Chronique

Verneri Pohjola & Black Motor

Rubidium

Verneri Pohjola (tp), Sami Sippola (ts), Ville Rauhala (b), Simo Laihonen (dms)

Label / Distribution : Tum Records

En quelques années, Verneri Pohjola est devenu l’un des musiciens incontournables de la scène scandinave, et ses albums personnels comme ses participations se sont en peu de temps multipliés. Ils sont majoritairement hébergés chez ACT, label mais aussi écurie dont le trompettiste est un des plus fiers représentants. Il est recommandé de s’immerger dans son univers par Aurora et Ancient History. Le lyrisme dont il y fait preuve est remarquable, tout comme sa faculté d’écrire une musique où se conjuguent puissance et raffinement.

Rubidium est l’occasion de l’entendre dans un contexte tout autre puisqu’il est ici invité par Black Motor, trio finnois tourné vers l’improvisation rugueuse dont les membres se montrent très actifs, sur un plan strictement musical ou par l’organisation de concerts et festivals dans la région de Tampere. Ils ont, au fil des performances liées à ces événements, pris l’habitude de convier des musiciens avec lesquels ils partagent des racines musicales (ou qui les représentent, comme das le cas de Peter Brötzmann) ou géographiques. C’est ainsi que la trompette téméraire mais peu belliqueuse de Pohjola s’est retrouvée plongée dans le chahut de ses turbulents compatriotes. Il faut croire que l’expérience fut belle, puisque la voici prolongée par Rubidium, disque puissant qui rend justice à la fougue des uns comme à la patte mélodique de l’autre.

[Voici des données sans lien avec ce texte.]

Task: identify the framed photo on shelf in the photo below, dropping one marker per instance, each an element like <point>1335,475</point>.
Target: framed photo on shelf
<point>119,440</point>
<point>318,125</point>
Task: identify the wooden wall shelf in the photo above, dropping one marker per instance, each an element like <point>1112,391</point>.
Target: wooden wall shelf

Un terrain d’entente a été trouvé sans compromis ni sacrifice. Le son écorché de Black Motor s’accommode fort bien de la cinématique du jeu de Pohjola, d’autant que les compositions favorisent ses envolées comme celles, plus péremptoires, de Sami Sippola. La rythmique, qui s’épanouit dans une constante remise en question, appose sur son habitus véhément un respect structurel et un propos d’une abstraction très relative. L’impétuosité devient alors émotion, et les thèmes ainsi traités sonnent comme des hymnes qui renvoient tout à la fois au Liberation Music Orchestra de Charlie Haden et aux formes prophétiques d’Ornette Coleman. Ils sont ici interprétés par des « enfants du free jazz » ayant assimilé le vocabulaire déraillant et l’incandescente volupté des défricheurs de territoires américains et surtout européens (Brötzmann, Fred Van Hove, Han Bennink, Albert Mangelsdorff, Alexander Von Schlippenbach…).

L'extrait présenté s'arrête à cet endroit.